In Michigan, an Illegal Act Must Actually Happen to Trigger Whistleblower Protections - American Society of Employers - Anonym

In Michigan, an Illegal Act Must Actually Happen to Trigger Whistleblower Protections

A recent Michigan Supreme Court decision sends the message that if you blow the whistle on your employer for an illegal act that hasn’t occurred yet, and then it never actually occurs, you are not protected by the state’s Whistleblower Protection Act (WPA).

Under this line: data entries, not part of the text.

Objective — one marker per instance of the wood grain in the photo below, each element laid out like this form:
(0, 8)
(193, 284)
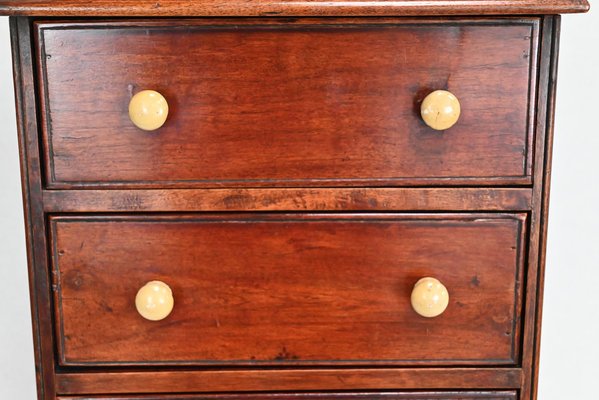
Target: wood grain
(168, 8)
(504, 395)
(261, 104)
(226, 380)
(35, 225)
(288, 289)
(316, 199)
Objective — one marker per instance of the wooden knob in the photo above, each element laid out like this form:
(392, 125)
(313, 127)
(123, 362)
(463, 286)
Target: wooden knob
(429, 297)
(154, 301)
(440, 110)
(148, 110)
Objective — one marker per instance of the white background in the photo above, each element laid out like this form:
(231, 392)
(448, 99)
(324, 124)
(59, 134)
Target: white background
(570, 352)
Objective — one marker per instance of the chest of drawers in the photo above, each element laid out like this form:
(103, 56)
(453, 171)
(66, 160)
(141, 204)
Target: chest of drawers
(286, 200)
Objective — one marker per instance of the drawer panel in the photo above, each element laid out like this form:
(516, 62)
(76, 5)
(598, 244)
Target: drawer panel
(308, 102)
(262, 289)
(507, 395)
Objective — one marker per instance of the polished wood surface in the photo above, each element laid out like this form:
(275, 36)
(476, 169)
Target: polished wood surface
(35, 226)
(184, 8)
(316, 199)
(324, 396)
(45, 199)
(291, 379)
(288, 289)
(324, 118)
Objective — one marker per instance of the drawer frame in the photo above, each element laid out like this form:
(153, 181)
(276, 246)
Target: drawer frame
(53, 380)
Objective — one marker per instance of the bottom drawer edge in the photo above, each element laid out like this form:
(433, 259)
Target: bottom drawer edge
(437, 395)
(289, 380)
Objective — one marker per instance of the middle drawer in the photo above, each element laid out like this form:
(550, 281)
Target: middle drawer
(288, 289)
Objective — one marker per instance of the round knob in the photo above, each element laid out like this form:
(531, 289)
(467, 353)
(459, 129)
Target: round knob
(148, 110)
(154, 301)
(440, 110)
(429, 297)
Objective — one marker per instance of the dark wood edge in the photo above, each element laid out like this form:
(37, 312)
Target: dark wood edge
(544, 202)
(37, 260)
(267, 23)
(382, 199)
(476, 395)
(290, 8)
(288, 380)
(538, 221)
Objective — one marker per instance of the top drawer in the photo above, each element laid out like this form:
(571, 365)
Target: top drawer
(300, 102)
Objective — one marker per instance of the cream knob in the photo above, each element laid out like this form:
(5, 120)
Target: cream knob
(154, 301)
(148, 110)
(440, 110)
(429, 297)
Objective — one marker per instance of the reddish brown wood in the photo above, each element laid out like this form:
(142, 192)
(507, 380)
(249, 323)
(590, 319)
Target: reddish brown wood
(324, 396)
(286, 7)
(288, 289)
(227, 380)
(520, 368)
(324, 117)
(29, 154)
(539, 215)
(323, 199)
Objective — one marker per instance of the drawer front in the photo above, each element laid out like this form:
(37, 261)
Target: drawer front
(307, 102)
(507, 395)
(260, 289)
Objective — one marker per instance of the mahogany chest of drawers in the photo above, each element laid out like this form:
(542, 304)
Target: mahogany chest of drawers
(286, 200)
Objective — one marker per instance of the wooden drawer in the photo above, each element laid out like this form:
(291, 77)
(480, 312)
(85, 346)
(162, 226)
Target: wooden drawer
(276, 102)
(507, 395)
(274, 289)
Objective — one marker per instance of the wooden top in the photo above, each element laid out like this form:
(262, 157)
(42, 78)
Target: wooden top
(192, 8)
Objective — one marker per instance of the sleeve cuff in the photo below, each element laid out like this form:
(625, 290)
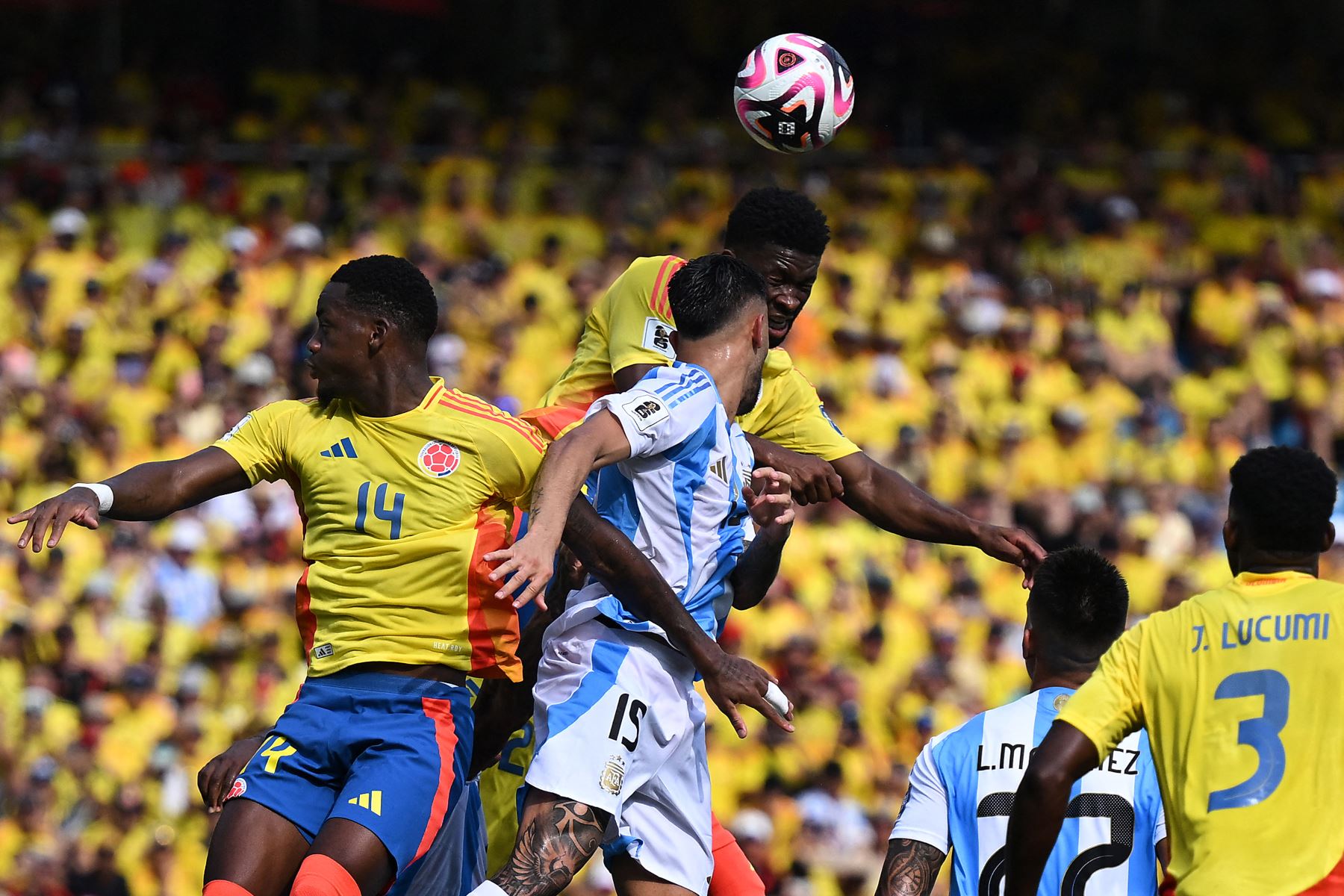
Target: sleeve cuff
(910, 832)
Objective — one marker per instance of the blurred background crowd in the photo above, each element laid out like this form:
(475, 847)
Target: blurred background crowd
(1078, 332)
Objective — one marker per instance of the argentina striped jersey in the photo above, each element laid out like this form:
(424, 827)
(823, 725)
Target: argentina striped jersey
(679, 494)
(962, 788)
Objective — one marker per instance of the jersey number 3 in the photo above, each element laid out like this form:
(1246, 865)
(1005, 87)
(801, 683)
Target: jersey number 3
(1260, 734)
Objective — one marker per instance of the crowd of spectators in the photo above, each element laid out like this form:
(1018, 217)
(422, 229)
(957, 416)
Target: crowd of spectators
(1081, 340)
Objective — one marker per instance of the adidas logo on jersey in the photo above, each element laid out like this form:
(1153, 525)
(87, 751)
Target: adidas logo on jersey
(342, 449)
(373, 801)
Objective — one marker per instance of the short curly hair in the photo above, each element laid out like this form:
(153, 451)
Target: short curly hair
(1283, 499)
(1077, 606)
(391, 287)
(709, 293)
(776, 217)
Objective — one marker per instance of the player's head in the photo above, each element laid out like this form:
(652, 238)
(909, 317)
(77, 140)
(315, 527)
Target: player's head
(1077, 608)
(721, 300)
(1280, 509)
(376, 312)
(781, 234)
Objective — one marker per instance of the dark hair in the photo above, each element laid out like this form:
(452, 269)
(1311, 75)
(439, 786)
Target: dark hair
(710, 292)
(774, 217)
(1283, 499)
(391, 287)
(1077, 608)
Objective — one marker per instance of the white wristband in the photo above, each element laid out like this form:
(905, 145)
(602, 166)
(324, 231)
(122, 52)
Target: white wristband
(101, 491)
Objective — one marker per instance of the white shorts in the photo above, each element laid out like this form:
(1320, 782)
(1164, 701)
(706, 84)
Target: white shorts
(620, 727)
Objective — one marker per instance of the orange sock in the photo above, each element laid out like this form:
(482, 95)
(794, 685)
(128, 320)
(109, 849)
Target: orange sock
(225, 889)
(323, 876)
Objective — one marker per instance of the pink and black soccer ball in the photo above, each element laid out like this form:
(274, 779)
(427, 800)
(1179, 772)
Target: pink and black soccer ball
(793, 93)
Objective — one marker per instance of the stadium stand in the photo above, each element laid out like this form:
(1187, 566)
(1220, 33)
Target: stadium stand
(1081, 341)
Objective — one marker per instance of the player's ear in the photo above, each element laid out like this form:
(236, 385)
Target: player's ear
(378, 331)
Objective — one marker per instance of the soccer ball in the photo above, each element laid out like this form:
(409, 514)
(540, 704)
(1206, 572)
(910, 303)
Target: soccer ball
(793, 93)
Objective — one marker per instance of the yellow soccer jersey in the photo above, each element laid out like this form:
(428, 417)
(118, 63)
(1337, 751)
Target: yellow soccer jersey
(632, 324)
(398, 514)
(1239, 689)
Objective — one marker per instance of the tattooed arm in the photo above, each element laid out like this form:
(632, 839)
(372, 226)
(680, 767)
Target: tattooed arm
(556, 839)
(910, 868)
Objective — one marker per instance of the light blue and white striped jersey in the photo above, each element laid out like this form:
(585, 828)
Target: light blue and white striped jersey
(962, 788)
(679, 494)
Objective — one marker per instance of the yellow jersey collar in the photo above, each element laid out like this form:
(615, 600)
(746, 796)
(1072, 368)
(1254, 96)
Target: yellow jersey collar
(1251, 579)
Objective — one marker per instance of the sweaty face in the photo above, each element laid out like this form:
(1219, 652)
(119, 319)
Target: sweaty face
(789, 276)
(752, 388)
(339, 346)
(752, 391)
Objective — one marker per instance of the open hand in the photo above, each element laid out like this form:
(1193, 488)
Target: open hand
(771, 499)
(732, 682)
(73, 505)
(529, 561)
(813, 480)
(217, 778)
(1012, 546)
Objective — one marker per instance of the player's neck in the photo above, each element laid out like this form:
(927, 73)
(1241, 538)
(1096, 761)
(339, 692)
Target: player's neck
(726, 366)
(1270, 561)
(391, 391)
(1073, 679)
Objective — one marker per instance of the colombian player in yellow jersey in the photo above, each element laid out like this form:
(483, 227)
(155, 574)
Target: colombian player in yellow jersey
(1239, 691)
(781, 234)
(405, 487)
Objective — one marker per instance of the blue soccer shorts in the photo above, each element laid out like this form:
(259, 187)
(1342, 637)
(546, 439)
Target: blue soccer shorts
(389, 753)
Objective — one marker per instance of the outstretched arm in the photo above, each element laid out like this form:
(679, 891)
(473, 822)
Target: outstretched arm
(885, 497)
(1038, 812)
(910, 869)
(772, 509)
(144, 492)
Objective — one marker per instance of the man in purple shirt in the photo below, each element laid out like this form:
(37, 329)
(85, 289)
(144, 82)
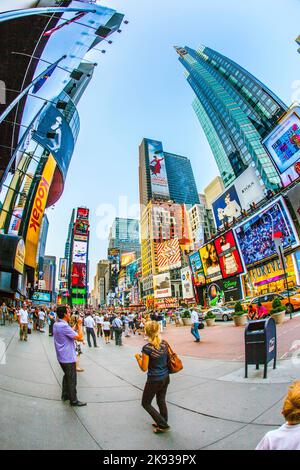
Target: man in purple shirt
(64, 337)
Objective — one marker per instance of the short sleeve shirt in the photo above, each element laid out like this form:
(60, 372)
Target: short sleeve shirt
(158, 361)
(64, 342)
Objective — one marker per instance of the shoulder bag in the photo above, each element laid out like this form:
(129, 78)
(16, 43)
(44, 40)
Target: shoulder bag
(174, 362)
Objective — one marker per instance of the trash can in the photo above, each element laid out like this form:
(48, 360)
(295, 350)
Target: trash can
(260, 344)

In the case of Pace v. Edel-Harrelson, Christy Long and the Siren Eaton Shelter, Inc., Barbara Pace sued her former employer, the Siren Eaton Shelter, along with its executive director and its operations manager, for wrongfully terminating her in violation of Michigan’s WPA.

While employed at the Siren Eaton Shelter, Ms. Pace claimed that Christy Long, the Operations Manager, told her that she intended to use Siren Eaton Shelter grant money to purchase a stove for her daughter. Further, she asked Pace to cover up the transaction by documenting that  it was purchased by a client. Ms. Long denied both accusations.

Pace testified that she notified two supervisors of Long’s plan, but nothing happened. So she went directly to Jessica Edel-Harrelson, the Executive Director, in either December 2011 or January 2012. By that time, Pace said, she thought the purchase had already occurred.

Then, on January18, 2012, Pace was terminated for “harassing and intimidating behavior toward a fellow employee in violation of the defendant’s employment policies.” According to witnesses, Pace threatened violence against a co-worker who had called her out for telling an inappropriate joke.

Ms. Pace brought her suit in April, 2012. At that point Ms. Edel-Harrison made an official inquiry into the alleged purchase of the stove. She found the purchase had never occurred or even been attempted.

Michigan’s Whistleblower Protection Act (MCL 15.362) protects an employee who reports “a violation or a suspected violation of a law” to a public body. The Michigan Supreme Court examined the letter of the law in the WPA, which was that “(1) the plaintiff was engaged in protected activity as defined by the act, (2) the plaintiff was discharged or discriminated against, and (3) a causal connection exists between the protected activity and the discharge or adverse employment action.”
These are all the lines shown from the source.